MOM seeks results that are in tune with Dow Jones U.S. Thematic Market Neutral Momentum Index. In order for the fund to accomplish its goal, “MOM provides exposure to the ‘momentum’ factor by investing long in U.S. equities that have had above-average total returns and shorting those securities that have had below-average total returns,” according to the fund’s fact sheet.
As technology and growth stocks have stumbled against the tough trade backdrop and concerns that a recession is lurking, MOM gained more than 5% over the past week, bringing its year-to-date gain to over 6%.
The momentum strategy is based on a simple idea, the theory about momentum states that stocks which have performed well in the past, should continue to perform well, while on the other hand, stocks which have performed poorly in the past, should continue to perform poorly.
High momentum stocks are those that are capable of rising very fast in a short period of time, which makes them very attractive to potential buyers. However, in many cases, these stocks can also crash unexpectedly and carry significant risks as a result. When handled properly, however, momentum trading can be a rewarding method of profiting from the stock market.
Marvelous MOM’s Approach
Recent price action confirms MOM’s approach is working and should continue to be effective as long as high momentum price stocks outperform low momentum price stocks. The way the fund is set up there is an opportunity to generate positive returns regardless of the direction of the general market.
If MOM’s “long positions appreciated more rapidly than its short positions, the Fund would generate a positive return. If the opposite occurred, the Fund would generate a negative return. In choosing to track a market neutral index, the Fund seeks to limit the effects of general market movements on the Fund,” according to AGF, MOM’s issuer.

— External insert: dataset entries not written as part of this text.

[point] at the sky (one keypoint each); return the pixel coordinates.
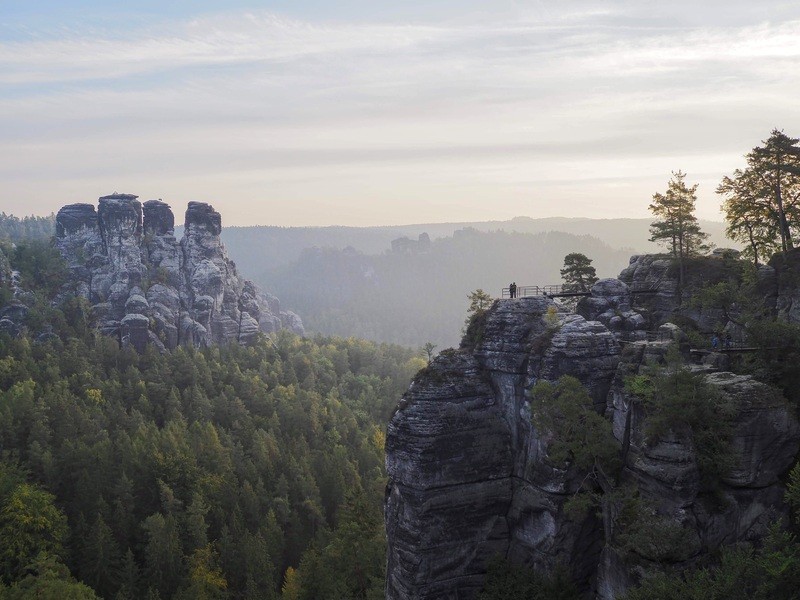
(364, 112)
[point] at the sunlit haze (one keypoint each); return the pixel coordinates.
(365, 113)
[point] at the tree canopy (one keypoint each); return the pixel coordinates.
(762, 201)
(578, 273)
(676, 225)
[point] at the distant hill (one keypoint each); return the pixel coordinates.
(417, 296)
(261, 248)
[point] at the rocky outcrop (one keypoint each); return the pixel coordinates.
(470, 477)
(145, 286)
(666, 471)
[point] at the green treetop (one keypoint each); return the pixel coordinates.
(676, 226)
(578, 273)
(762, 202)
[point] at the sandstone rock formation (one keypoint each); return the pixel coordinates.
(145, 286)
(470, 478)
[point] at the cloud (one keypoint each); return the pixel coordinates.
(566, 94)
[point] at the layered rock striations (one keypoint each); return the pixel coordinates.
(147, 287)
(470, 477)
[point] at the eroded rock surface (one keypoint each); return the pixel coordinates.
(470, 477)
(145, 286)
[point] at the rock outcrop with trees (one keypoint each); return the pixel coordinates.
(145, 286)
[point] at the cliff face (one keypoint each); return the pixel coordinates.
(470, 476)
(147, 287)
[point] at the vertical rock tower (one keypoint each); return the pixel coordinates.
(147, 287)
(470, 476)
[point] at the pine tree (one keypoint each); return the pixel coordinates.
(762, 202)
(676, 226)
(578, 273)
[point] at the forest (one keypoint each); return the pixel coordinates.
(227, 472)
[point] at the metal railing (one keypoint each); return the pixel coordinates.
(561, 290)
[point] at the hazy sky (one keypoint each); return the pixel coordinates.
(366, 112)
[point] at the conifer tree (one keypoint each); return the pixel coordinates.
(762, 202)
(578, 273)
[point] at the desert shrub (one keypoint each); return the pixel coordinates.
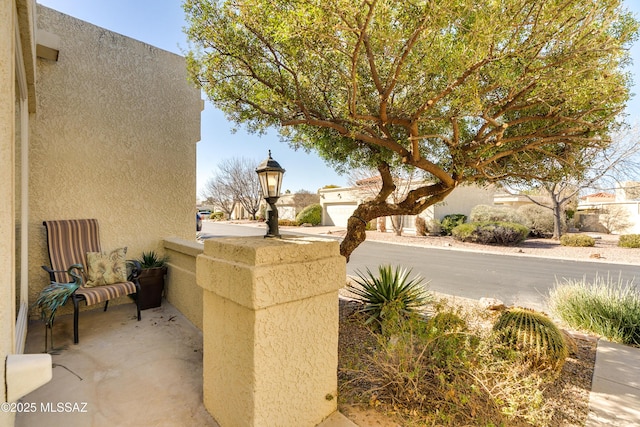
(391, 290)
(577, 240)
(533, 334)
(312, 214)
(449, 222)
(443, 372)
(486, 213)
(629, 241)
(538, 219)
(491, 233)
(421, 226)
(217, 216)
(607, 307)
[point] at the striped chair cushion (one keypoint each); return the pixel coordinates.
(68, 242)
(100, 294)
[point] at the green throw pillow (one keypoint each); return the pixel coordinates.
(106, 268)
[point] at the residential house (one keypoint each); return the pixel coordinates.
(92, 125)
(616, 213)
(338, 204)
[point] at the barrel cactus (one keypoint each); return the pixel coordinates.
(535, 335)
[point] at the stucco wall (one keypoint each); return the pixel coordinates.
(339, 203)
(114, 139)
(181, 289)
(16, 17)
(463, 198)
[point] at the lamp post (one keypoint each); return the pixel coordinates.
(270, 174)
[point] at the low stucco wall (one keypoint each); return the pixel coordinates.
(181, 289)
(114, 138)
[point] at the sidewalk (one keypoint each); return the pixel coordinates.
(615, 390)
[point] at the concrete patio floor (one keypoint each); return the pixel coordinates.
(124, 372)
(128, 373)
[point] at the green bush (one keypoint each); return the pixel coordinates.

MOM leans toward stocks with the highest total return and shorts stocks with the lowest total return. Accordingly, if the momentum stocks are outperforming, the fund should reflect the out-performance.
By market value, MOM’s long positions are typically larger than the stocks the fund shorts. Additionally, the fund’s long stocks have higher earnings multiples, but high valuations are often a trait of some of the stronger momentum equities.